Companies all over the globe, from financial institutions to retail and food industries, see blockchain as the technology that will modernise their business processes. As a result, they are now hyper-focused on vendors offering them early jump-starts into this space.
Charlotte Dunlap, Technology Analyst at GlobalData, comments: “Businesses will come to realise that blockchain is a technology play and solution providers with expertise in infrastructure and platform technologies are most likely to successfully capitalise on this new market opportunity. In particular, organisations are looking to application platforms giants such as IBM, Oracle, SAP and Microsoft, with their ability to gain traction through tens of thousands of customers in disparate industries.”
These companies are building blockchain into their PaaS (Platform-as-a-Service) offerings, not only as an additional blockchain network service but also as a foundational platform capability. Eventually these services will support and interoperate with line of business products.
Furthermore, blockchain will be a future enabler of Internet of Things (IoT) efficiency, scalability, security and cost management and a facilitator of IoT applications such as supply chain track-and-trace. Software and equipment vendors and service providers are likely enterprise suppliers.
“Initially we will see platform providers offer blockchain tools and frameworks to help application developers create smart contracts in which they can not only capture data but act on that data and attach rules to it so, for example, only appropriate parties may view documents,” says Dunlap.
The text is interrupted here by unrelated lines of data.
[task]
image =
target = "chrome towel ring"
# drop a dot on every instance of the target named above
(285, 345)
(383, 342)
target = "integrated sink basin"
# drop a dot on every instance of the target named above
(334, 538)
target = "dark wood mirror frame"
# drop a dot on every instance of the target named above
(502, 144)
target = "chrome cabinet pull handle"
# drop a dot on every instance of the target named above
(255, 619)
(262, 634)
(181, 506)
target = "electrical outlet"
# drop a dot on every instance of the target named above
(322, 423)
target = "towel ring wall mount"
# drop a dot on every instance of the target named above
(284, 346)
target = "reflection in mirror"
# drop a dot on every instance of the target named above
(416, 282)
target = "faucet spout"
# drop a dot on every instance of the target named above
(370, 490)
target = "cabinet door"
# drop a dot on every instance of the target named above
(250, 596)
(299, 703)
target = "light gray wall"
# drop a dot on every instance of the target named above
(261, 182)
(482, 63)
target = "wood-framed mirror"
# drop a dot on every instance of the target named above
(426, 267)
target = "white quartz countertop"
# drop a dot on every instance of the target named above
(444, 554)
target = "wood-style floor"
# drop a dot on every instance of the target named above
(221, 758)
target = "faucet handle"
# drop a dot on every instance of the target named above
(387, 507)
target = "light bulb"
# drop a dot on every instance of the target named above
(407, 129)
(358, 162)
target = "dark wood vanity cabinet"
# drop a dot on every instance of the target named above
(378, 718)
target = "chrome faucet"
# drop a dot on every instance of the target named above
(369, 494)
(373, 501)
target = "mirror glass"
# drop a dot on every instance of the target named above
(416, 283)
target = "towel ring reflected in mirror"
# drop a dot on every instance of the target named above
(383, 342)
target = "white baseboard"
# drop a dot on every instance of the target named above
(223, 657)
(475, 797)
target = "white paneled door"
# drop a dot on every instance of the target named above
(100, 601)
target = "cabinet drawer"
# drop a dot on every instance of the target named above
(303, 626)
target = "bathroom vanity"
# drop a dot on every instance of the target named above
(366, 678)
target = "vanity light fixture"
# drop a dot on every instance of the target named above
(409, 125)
“Consider the possibility of information on products and supply chains being able to reach customers and partners, weeks earlier than previously allowed through traditional business processes. Imagine the effect such efficiencies could have on businesses in terms of visibility, validation and ensuring accuracy.”
Blockchain is increasingly attractive for its ability to address the increasing inefficiencies and fraud associated with current methods of doing business, costing some companies millions of dollars and requiring significant numbers of IT staff simply to run those cumbersome business systems.
“Many in the industry have concluded that the current methodology for tracking and transporting goods and manually creating and maintaining legal contracts is broken. Therefore, computer leaders such as IBM, Microsoft, Oracle and others have stepped up technology investments in the past 18 months, largely through R&D labs and participation in open source software bodies including the Linux Foundation’s Hyperledger project, which is a series of OSS blockchain tools and solutions,” says Dunlap.
“This activity alone is critical because, as participating vendors like to say, ‘Blockchain is a team sport’, because distributed ledgers are built out of a collaborative effort by multiple parties, so everyone has to be on board with the same methodology.”